Fiona Hyslop, the Education Secretary, made a fairly ambitious statement on April 24 when she said she wished to create an education system which raised the bar for all.
Part of her plan is to introduce new awards in literacy and numeracy. Traditionally, primary teachers and English and maths departments have been responsible for inculcating these skills in pupils. Now, with the advent of A Curriculum for Excellence, all teaching in all subjects will be expected to embed literacy and numeracy. In theory, a laudable aim.

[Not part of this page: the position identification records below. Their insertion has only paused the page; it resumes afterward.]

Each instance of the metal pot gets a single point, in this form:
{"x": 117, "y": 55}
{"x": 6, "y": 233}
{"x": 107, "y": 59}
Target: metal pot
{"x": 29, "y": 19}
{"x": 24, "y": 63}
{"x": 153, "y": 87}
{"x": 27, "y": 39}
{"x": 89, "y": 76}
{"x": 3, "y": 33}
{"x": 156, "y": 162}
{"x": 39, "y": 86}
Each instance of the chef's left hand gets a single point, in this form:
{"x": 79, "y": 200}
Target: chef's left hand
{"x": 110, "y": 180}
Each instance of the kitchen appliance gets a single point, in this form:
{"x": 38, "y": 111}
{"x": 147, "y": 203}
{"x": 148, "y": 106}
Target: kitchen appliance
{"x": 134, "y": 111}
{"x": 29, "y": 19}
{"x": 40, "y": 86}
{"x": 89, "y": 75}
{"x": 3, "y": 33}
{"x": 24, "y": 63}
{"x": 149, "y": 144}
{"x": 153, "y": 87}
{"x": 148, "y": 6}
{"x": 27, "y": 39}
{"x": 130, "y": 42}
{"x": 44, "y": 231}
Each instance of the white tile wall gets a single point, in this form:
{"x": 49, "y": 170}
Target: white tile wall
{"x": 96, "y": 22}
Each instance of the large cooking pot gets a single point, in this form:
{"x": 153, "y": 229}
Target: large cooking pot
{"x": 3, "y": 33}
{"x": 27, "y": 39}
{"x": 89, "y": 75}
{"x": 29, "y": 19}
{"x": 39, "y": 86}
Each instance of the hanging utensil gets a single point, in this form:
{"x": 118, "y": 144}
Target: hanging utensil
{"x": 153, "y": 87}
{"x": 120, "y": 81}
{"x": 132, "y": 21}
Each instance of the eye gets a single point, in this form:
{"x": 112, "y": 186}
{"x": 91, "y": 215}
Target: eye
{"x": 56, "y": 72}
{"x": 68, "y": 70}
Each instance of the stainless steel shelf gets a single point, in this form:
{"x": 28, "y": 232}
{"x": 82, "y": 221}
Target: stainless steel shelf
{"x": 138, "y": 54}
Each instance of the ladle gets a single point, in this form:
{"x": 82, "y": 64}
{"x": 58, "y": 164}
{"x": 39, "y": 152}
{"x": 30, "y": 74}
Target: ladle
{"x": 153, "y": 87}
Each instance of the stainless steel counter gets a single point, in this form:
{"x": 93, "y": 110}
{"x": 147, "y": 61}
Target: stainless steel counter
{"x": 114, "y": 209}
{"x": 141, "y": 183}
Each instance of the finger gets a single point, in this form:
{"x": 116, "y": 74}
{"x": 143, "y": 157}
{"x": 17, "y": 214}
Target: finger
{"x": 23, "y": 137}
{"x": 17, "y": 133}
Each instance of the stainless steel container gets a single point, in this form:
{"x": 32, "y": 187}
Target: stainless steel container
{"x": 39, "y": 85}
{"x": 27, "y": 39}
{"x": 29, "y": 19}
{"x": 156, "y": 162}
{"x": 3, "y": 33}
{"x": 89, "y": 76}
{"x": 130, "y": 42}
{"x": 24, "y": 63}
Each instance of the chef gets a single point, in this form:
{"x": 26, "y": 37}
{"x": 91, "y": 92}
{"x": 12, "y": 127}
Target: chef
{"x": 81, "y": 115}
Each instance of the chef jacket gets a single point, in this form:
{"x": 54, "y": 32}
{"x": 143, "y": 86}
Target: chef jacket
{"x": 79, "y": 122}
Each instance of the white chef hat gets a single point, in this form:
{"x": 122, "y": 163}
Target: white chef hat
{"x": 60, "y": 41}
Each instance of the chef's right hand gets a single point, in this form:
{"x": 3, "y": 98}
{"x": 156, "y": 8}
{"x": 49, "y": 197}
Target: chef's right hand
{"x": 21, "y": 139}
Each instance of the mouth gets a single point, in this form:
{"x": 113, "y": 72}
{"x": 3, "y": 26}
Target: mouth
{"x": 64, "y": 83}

A Curriculum for Excellence refers to competence in grammar, spelling, the written and the spoken word as essential for progress in all areas. This presents problems if pupils are to move from the present horizontal position. Take grammar. It seems sensible that a child should be able to write in sentences of varied construction, paragraph and punctuate. It's not much to ask when you compare it to the demands on previous generations in terms of analysis of sentences, awareness of the relative pronoun and such gems as the ablative case. The eyes glaze over at the thought.
The truth is that Ms Hyslop won't have to raise the bar far because, whether they have been taught grammar or not, the majority of pupils can't write a piece of continuous prose in their own hand, free from grammatical errors. Standard grade English is a testimony to the power of the computer to allow endless redrafts, with the finished product bearing little relation to the ability of the candidate.
If it were otherwise, we wouldn't have secondary-aged kids who can't read or write; nor would the universities be teaching basic grammar and essay-writing skills to new undergraduates. The whole thing has become so depressing that I'm wondering if grammar is something we inherit from our genes, like blue eyes or big feet.
The idea that literacy be taught across the curriculum is good. But I have concerns about who should teach it and how it should appear on timetables. Literacy, and probably numeracy, should be introduced as subjects in their own right. If we are responsible for dealing with these concepts, then all teachers should be trained to teach both. English and maths departments would be freed up to concentrate on other aspects of their subjects.
Suggesting we put literacy and numeracy as discrete subjects on the timetable and steal the time from English and maths might be viewed as cataclysmic. I'm ducking now as the missiles fly.
Marj Adams teaches religious studies, philosophy and psychology at Forres Academy.